I am not saying that they have to stop wearing makeup and start looking like a description coined by that great midtwentieth century populist, Mr. Fred Sanford, "the little outhouse on the prairie." All I'm saying is that why can't they try to be just slightly intellectually curious.
Maybe it has to do with the denigration of liberal arts, or glorifying beauty pagents for five year olds, or the media turning nitwits like Paris Hilton and Jessica Simpson into roll models. But somehow we have made a serious wrong turn with young women and I don't know how to get it back.
I think this is a duplicate
Another thought. All young people have to rebel. The more tied they are to their mothers, the stronger the rebellion. It really is part of growing up. How better to rebel against an independent, intellectual mother, than to try and be a Jessica Simpson wannabe. Problem is, when they've closed off all of their options and they're thirty. Life is not quite the same.
Back in the day, there was a book all of my friends and I read, it was called "The Woman's Room," It should be required reading for all young women.
It might also be instructive for them to understand, that you and I did not start the women's movement, our mothers did. They did for reasons they will, unfortunately, come to understand.

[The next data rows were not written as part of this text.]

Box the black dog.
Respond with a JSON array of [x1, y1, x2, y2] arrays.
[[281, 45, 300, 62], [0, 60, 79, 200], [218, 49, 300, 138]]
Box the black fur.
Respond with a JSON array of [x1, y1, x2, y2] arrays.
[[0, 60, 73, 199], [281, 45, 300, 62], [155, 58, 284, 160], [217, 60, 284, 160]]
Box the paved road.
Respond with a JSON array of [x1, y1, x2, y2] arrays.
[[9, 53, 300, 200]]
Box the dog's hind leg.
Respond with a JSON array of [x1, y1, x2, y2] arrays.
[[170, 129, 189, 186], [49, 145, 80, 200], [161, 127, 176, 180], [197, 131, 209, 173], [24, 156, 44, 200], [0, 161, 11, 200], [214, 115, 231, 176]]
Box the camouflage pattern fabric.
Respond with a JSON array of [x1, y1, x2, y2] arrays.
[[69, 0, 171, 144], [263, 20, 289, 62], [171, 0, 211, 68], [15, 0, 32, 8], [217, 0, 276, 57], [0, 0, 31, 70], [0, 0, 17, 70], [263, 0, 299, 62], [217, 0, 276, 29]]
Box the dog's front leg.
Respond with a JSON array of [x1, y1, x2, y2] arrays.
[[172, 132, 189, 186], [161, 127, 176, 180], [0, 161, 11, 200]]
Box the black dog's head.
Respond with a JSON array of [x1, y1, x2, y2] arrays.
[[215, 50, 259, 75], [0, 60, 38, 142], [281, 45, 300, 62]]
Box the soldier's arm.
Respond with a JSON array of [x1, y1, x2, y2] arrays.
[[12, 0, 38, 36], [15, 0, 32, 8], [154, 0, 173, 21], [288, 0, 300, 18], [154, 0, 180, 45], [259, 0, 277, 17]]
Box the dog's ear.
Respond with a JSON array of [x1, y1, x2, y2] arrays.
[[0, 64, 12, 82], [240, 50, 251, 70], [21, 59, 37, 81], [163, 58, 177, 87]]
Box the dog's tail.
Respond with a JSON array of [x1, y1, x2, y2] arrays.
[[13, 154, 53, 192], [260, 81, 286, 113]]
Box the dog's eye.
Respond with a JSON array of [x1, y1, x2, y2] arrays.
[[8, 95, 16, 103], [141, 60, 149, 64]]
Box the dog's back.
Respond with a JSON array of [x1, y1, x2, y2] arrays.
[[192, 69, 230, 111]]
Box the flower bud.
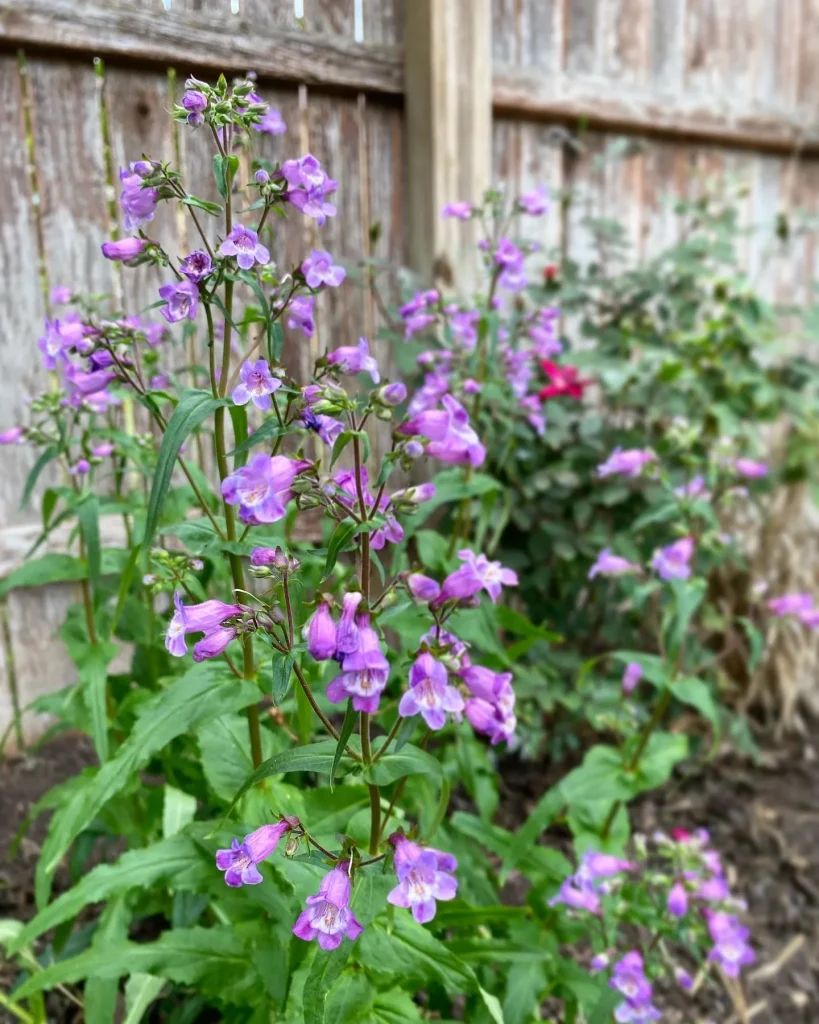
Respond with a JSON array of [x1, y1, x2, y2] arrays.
[[307, 601, 336, 662]]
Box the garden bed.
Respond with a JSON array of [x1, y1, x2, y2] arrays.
[[0, 733, 819, 1024]]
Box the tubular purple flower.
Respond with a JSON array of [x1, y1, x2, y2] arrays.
[[665, 882, 688, 918], [307, 601, 337, 662], [301, 249, 347, 288], [160, 281, 199, 324], [102, 239, 148, 262], [336, 590, 363, 654], [399, 394, 486, 468], [387, 834, 458, 925], [219, 224, 270, 270], [222, 454, 311, 525], [182, 89, 208, 127], [589, 548, 640, 580], [293, 861, 363, 949], [327, 615, 390, 715], [216, 817, 300, 888], [327, 338, 381, 384], [651, 537, 694, 582], [597, 447, 657, 477], [436, 548, 518, 605], [179, 249, 213, 285], [398, 651, 464, 729], [406, 572, 441, 604], [287, 295, 315, 338], [518, 185, 550, 217], [230, 359, 282, 413]]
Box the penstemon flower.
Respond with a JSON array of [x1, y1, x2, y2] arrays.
[[293, 861, 363, 950]]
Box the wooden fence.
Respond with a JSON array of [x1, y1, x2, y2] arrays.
[[0, 0, 819, 749]]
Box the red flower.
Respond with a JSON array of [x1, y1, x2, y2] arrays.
[[537, 359, 591, 401]]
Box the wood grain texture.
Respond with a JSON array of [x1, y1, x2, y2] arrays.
[[0, 0, 402, 95]]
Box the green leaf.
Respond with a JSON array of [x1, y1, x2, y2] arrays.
[[225, 739, 336, 817], [321, 519, 358, 581], [304, 942, 352, 1024], [19, 444, 59, 509], [228, 406, 248, 470], [270, 650, 296, 708], [0, 552, 83, 597], [330, 697, 358, 790], [77, 641, 120, 764], [123, 974, 165, 1024], [36, 663, 259, 905], [77, 495, 102, 597], [213, 153, 239, 198], [162, 783, 197, 839], [180, 196, 222, 217], [9, 836, 207, 953], [227, 419, 287, 456], [361, 743, 441, 785], [142, 390, 230, 549]]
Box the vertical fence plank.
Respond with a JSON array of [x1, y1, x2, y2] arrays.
[[405, 0, 491, 290]]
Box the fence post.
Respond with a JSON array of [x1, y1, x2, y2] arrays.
[[404, 0, 492, 292]]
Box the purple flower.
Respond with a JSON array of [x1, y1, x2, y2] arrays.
[[37, 313, 85, 370], [182, 89, 208, 127], [165, 591, 245, 660], [609, 949, 660, 1024], [336, 590, 363, 654], [327, 338, 381, 384], [399, 394, 486, 468], [460, 664, 517, 746], [222, 453, 310, 525], [293, 861, 363, 949], [253, 106, 288, 135], [219, 224, 270, 270], [301, 249, 347, 288], [179, 249, 213, 285], [665, 882, 688, 918], [120, 161, 159, 231], [231, 359, 282, 412], [651, 537, 694, 581], [406, 572, 441, 604], [387, 834, 458, 925], [301, 408, 344, 447], [518, 185, 549, 217], [102, 239, 148, 262], [373, 381, 406, 409], [160, 281, 199, 324], [706, 911, 757, 978], [621, 662, 643, 694], [441, 202, 472, 220], [216, 817, 300, 888], [327, 609, 390, 715], [435, 548, 518, 605], [288, 295, 315, 338], [589, 548, 640, 580], [307, 601, 336, 662], [597, 447, 657, 476], [398, 651, 464, 729], [734, 459, 768, 480], [674, 475, 710, 500]]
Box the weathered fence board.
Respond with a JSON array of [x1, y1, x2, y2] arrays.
[[0, 0, 819, 749]]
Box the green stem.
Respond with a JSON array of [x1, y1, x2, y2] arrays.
[[600, 690, 674, 840]]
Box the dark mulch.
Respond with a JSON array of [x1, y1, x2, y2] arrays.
[[0, 736, 819, 1024]]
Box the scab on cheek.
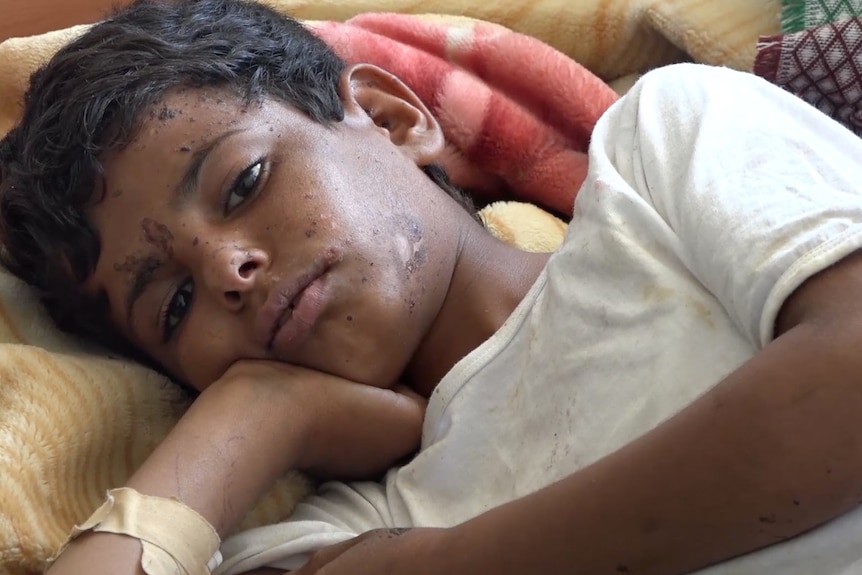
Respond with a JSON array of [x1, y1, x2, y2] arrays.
[[141, 218, 174, 256]]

This probably isn't a rant I should get started on.......but can't resist. My take on this would be many girls of today don't have to DO for anything because their parents provide it all for them. Because of that they have no sense about needing to take provide for themselves. Hence, the believe they can afford to be cute dingbats. Wait until the real world hits them in the face..... but for now they think being successful does mean being mirrors of Jessica and Paris.
Just letting those two names roll off my fingertips as "role models" makes me cringe.
Ohhh...let me tell you...trying to raise a teenage girl today is tough. I have to remind my daughter a lot that taking care of oneself so that they are healthy is the secret to beauty, that learning is something she needs to never stop doing and that a personality is an absolute must in life.
It's amazing to me the number of kids these days that have the personality of a stick. They are so wrapped up in all of their little electronic gadgets that I don't think a lot of them actually interact with people much. Texting someone you are in the same room with? R.e.a.l.l.y??? Give me a break!
And even their cutsie little 'family' shows have them being bombarded with overly dramatic d.r.a.m.a created by selfish, but gorgeous and dressed to the nines teenage girls.
I guess that makes me sound like a kumudgen too? LOL
Isn't Jessica the dumb blond that didn't know tuna was "Chicken of the Sea"? Yep, what a role model.